Project Abstract Breast cancer, the most prevalent cancer in women, is responsible for more than 15% of new cancer cases and about 6.9% of all cancer-related death in the US. A major cause of therapeutic failure in breast cancer is the development of resistance to chemotherapy, especially for triple- negative breast cancer (TNBC), a type of breast cancer considered to be more aggressive and have a poorer prognosis than other types of breast cancer. Therefore, how to overcome chemoresistance is the major challenge to improve the life expectancy of TNBC patients. Preliminary data demonstrate that TNBC cells surviving from the chronic treatment of chemotherapeutic drugs show significantly higher expression of a special protein kinase, dual serine/threonine and tyrosine protein kinase (DSTYK), than parental cells without treatment. Additionally, from both in vitro and in vivo results, we found that both the knockout of DSTYK and exosome-mediated DSTYK silence can lead to the apoptosis of chemoresistant cells upon drug treatment. This novel finding suggests that DSTYK exerts a previously unknown and important role in promoting chemoresistance. The objective of this proposal is to elucidate the novel role and the underpinning mechanism of DSTYK in regulating chemoresistance in TNBC cells and further explore the potential of exosome-mediated DSTYK silence in TNBC chemotherapy with preclinical models.
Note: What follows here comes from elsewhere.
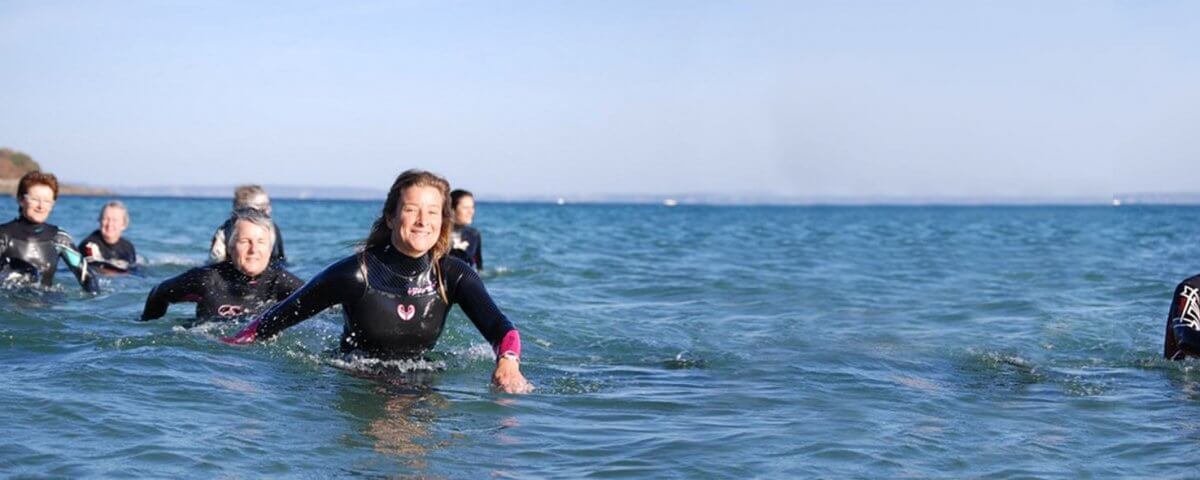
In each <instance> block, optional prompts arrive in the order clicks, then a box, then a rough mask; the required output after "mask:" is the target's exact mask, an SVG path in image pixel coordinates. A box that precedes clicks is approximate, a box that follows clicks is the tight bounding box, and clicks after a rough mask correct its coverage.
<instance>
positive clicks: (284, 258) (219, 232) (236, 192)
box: [209, 185, 288, 264]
We hypothesize that DSTYK is a novel target for chemotherapy to induce TNBC cell death. We will test our hypothesis with three specific aims. In Aim 1, we will investigate the mechanism by which DSTYK promotes chemoresistance in TNBC cells. In Aim 2, we will establish DSTYK as a prognostic biomarker in clinical TNBC. In Aim 3, we will evaluate the therapeutic benefit of DSTYK-siRNA-exosomes in chemotherapy. We engineered exosomes containing siRNA against DSTYK that can specifically target TNBC cells. We found these engineered exosomes can significantly promote tumor regression and inhibit metastasis in both cellular and orthotopic models treated with drugs. Successful completion of the proposed studies will provide fundamental insights into the role of DSTYK in chemoresistance in TNBC cells and will lay the essential foundation for the development of an exosome-mediated strategy targeting DSTYK to significantly improve clinical TNBC chemotherapy.

项目摘要 乳腺癌是女性中最常见的癌症，占新发癌症的 15% 以上 癌症病例，约占美国所有癌症相关死亡的 6.9%。治疗的一个主要原因 乳腺癌的失败是对化疗的耐药性的发展，特别是对于三重癌症 阴性乳腺癌（TNBC），一种被认为更具侵袭性和 与其他类型的乳腺癌相比，其预后较差。因此，如何克服 化疗耐药是提高TNBC患者预期寿命的主要挑战。 初步数据表明，TNBC 细胞从长期治疗中存活下来。 化疗药物显示出一种特殊蛋白激酶的显着更高的表达，双重蛋白激酶 丝氨酸/苏氨酸和酪氨酸蛋白激酶（DSTYK）的含量高于未处理的亲本细胞。 此外，从体外和体内结果来看，我们发现 DSTYK 的敲除和 外泌体介导的 DSTYK 沉默可导致耐药细胞在药物作用下凋亡 治疗。这一新颖的发现表明 DSTYK 发挥了一种以前未知的重要作用 促进化疗耐药的作用。该提案的目的是阐明新的作用 DSTYK 调节 TNBC 细胞化疗耐药的基础机制 进一步探讨外泌体介导的 DSTYK 沉默在 TNBC 化疗中的潜力 临床前模型。我们假设 DSTYK 是化疗诱导的新靶点 TNBC 细胞死亡。我们将通过三个具体目标来检验我们的假设。在目标 1 中，我们将调查 DSTYK 促进 TNBC 细胞化疗耐药的机制。在目标 2 中，我们将 建立 DSTYK 作为临床 TNBC 的预后生物标志物。在目标 3 中，我们将评估 DSTYK-siRNA-外泌体在化疗中的治疗效果。我们设计了外泌体 含有针对 DSTYK 的 siRNA，可以特异性靶向 TNBC 细胞。我们找到了这些 工程外泌体可以显着促进肿瘤消退并抑制肿瘤转移 用药物处理的细胞和原位模型。成功完成拟议的研究 将为 DSTYK 在 TNBC 细胞化疗耐药中的作用提供基本见解 将为开发外泌体介导的靶向策略奠定重要基础 DSTYK显着改善临床TNBC化疗。